26Nature serait un nom suffisant pour le centre dans un système de l’inversion. N’est-elle pas le nom le plus intérieur du renversement en son centre puisqu’elle y désigne l’effort de naître qui résume à soi seul tous les principes du renversement ? Dire nature, c’est désigner le fonds inconscient de toute opération de l’esprit qui s’est reconnue comme puissance de retournement. Dire nature, c’est désigner le centre obscur qui avale la valeur, lui fait subir un tournoiement sans fond et la sauve de toute fixation légale. La nature est la bonne nouvelle de la valeur : non plus seulement inversée, mais dévoilée à elle-même par l’entrée dans le royaume d’un esprit pourvoyeur de nature.
27Un Eros littéralement cosmogonique s’est emparé des forces d’inversion, qui ne sont pas des forces noires, mais des forces liantes, qui dépassent les oppositions d’une pensée arrêtée aux formes d’un anthropocentrisme qui n’a pas fait tourner l’homme sur lui-même. La philosophie ne peut s’arrêter à la casuistique des valeurs, et ne peut se contenter pareillement d’un horizon de monde qui n’a jamais la tête en bas. La philosophie, force de nature insigne, a le pouvoir d’effectuer des traversées si complètes des savoirs accumulés et de l’amphithéâtre des sciences mortes que c’est bien elle, plus encore que la poésie, qui dispose de la puissance de faire tourner les mondes. Le grand ordre des siècles touche bien à sa fin, mais il n’attend pas d’autre enfant que la puissance de la pensée en train de reconnaître la part de nature qui l’habite.
Jour et nuit, 1938, œuvre du graveur dessinateur hollandais, Maurits Cornelis Escher
Jour et nuit, 1938, œuvre du graveur dessinateur hollandais, Maurits Cornelis Escher
Rendons, en nous, la nature digne de son centre : par notre libération progressive, nous en libérerons la part de lumière. Elle se retournera dans notre œil pour être encore renversée dans notre image mentale qui, à son tour, subira les renversements du concept qui décide du mystère
28Interroger la possibilité d’une inversion qualifiante et pourtant non contradictoire, ce serait aussi demander à l’arbre renversé qui régit le temps du monde de stabiliser de nouveaux enracinements célestes pour un humanisme crédible.
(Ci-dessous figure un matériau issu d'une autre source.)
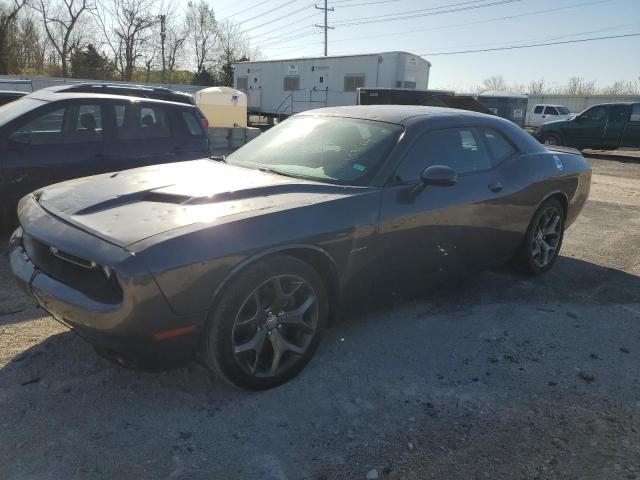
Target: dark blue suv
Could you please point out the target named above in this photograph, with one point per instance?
(57, 134)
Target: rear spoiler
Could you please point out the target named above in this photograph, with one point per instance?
(559, 149)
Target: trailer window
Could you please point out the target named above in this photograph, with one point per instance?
(353, 82)
(242, 83)
(291, 83)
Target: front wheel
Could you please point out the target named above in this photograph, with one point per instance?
(551, 139)
(543, 239)
(268, 323)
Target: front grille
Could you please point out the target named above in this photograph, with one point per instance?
(76, 272)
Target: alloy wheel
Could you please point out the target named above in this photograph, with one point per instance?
(546, 237)
(275, 325)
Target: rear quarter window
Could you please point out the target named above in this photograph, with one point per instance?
(499, 147)
(193, 124)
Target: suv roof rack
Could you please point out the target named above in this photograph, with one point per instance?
(145, 91)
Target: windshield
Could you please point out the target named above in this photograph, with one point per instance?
(328, 149)
(13, 110)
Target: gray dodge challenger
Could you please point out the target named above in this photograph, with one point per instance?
(242, 261)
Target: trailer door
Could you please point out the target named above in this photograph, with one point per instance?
(254, 92)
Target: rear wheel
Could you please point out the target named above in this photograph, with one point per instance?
(268, 323)
(543, 239)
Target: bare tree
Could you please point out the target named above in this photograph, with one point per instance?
(494, 84)
(202, 28)
(127, 27)
(175, 40)
(8, 16)
(61, 23)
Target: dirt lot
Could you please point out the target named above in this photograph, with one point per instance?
(502, 377)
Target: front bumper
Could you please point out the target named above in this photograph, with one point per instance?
(130, 323)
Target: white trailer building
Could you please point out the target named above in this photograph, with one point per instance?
(284, 87)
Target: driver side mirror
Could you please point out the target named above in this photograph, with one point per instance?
(19, 140)
(439, 176)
Ne roulons pas comme des tonneaux, c’est Rabelais qui parle, ne nous émerveillons pas de notre puissance de retournement tant que nous ne savons pas la contenir dans une forme réellement pensée. Il n’y a pas d’esprit sans déracinement, mais cela ne nous dispense pas d’être un arbre : arraché à la terre oui, incapable de se tenir debout pour croître dans l’éther du Père céleste, non. Le retournement doit nous rendre chevelu parmi les étoiles et non nous faire balayer la terre des possessions élémentaires.
29C’est pure Antiphysie, même pour un pantagruéliste, de fixer en terre le mouvement d’inversion alors qu’il s’agit, depuis le premier déracinement libérateur, de redresser un pouvoir qui fut d’abord courbé pour le seul service de la pesanteur. La tête dans la terre, c’est contre-nature, c’est pourquoi, pour être quitte avec la nature, il faut d’abord renverser les premiers renversements élémentaires selon lesquels la nature nous est livrée dans notre corps et notre âme. Rendons, en nous, la nature digne de son centre, par notre libération progressive nous en libérerons la part de lumière. Nous nous la représenterons, elle se retournera dans notre œil, pour être encore renversée dans notre image mentale qui, à son tour, subira les renversements du concept qui décide du mystère. La nature aimera ces renversements.